Deep convolutional neural networks (CNNs) enable learning trainable, highly representative and hierarchical image feature from sufficient training data which makes rapid progress in computer vision possible. There are currently three major techniques that successfully employ CNNs to medical image classification: training the CNN from scratch, using off-the-shelf pretrained CNN features, and transfer learning , i.e., fine-tuning CNN models pretrained from natural image dataset (such as large-scale annotated natural image database: ImageNet) to medical image tasks. In this chapter, we exploit three important factors of employing deep convolutional neural networks to computer-aided detection problems. First, we exploit and evaluate several different CNN architectures including from shallower to deeper CNNs: classical CifarNet, to recent AlexNet and state-of-the-art GoogLeNet and their variants.
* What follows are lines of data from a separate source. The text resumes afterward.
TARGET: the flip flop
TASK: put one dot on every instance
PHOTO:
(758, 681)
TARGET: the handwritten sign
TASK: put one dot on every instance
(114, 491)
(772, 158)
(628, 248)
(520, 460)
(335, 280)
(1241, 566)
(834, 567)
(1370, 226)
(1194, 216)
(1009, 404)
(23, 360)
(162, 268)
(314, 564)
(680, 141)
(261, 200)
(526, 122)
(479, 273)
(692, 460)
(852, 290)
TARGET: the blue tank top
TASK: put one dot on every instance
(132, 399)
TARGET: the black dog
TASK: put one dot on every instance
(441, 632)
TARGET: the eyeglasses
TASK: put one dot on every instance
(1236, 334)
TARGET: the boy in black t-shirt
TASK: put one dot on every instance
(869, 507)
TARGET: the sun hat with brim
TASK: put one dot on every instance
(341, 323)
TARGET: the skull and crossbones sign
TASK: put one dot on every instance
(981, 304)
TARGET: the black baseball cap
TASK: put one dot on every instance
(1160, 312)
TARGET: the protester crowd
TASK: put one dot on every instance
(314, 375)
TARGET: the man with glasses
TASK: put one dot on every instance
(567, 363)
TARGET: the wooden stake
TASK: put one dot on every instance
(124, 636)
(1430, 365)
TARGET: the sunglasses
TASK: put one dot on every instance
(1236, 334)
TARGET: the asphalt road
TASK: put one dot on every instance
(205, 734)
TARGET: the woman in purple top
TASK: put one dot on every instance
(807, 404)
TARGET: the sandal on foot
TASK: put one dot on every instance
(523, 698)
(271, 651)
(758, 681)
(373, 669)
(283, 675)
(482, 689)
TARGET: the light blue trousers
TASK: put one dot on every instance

The studied models contain five thousand to 160 million parameters and vary in the numbers of layers. Second, we explore the influence of dataset scales and spatial image context configurations on medical image classification performance. Third, when and why transfer learning from the pretrained ImageNet CNN models (via fine-tuning) can be useful for medical imaging tasks are carefully examined. We study two specific computer-aided detection (CADe) problems, namely thoracoabdominal lymph node (LN) detection and interstitial lung disease (ILD) classification. We achieve the state-of-the-art performance on the mediastinal LN detection and report the first fivefold cross-validation classification results on predicting axial CT slices with ILD categories. Our extensive quantitative evaluation, CNN model analysis, and empirical insights can be helpful to the design of high-performance CAD systems for other medical imaging tasks, without loss of generality.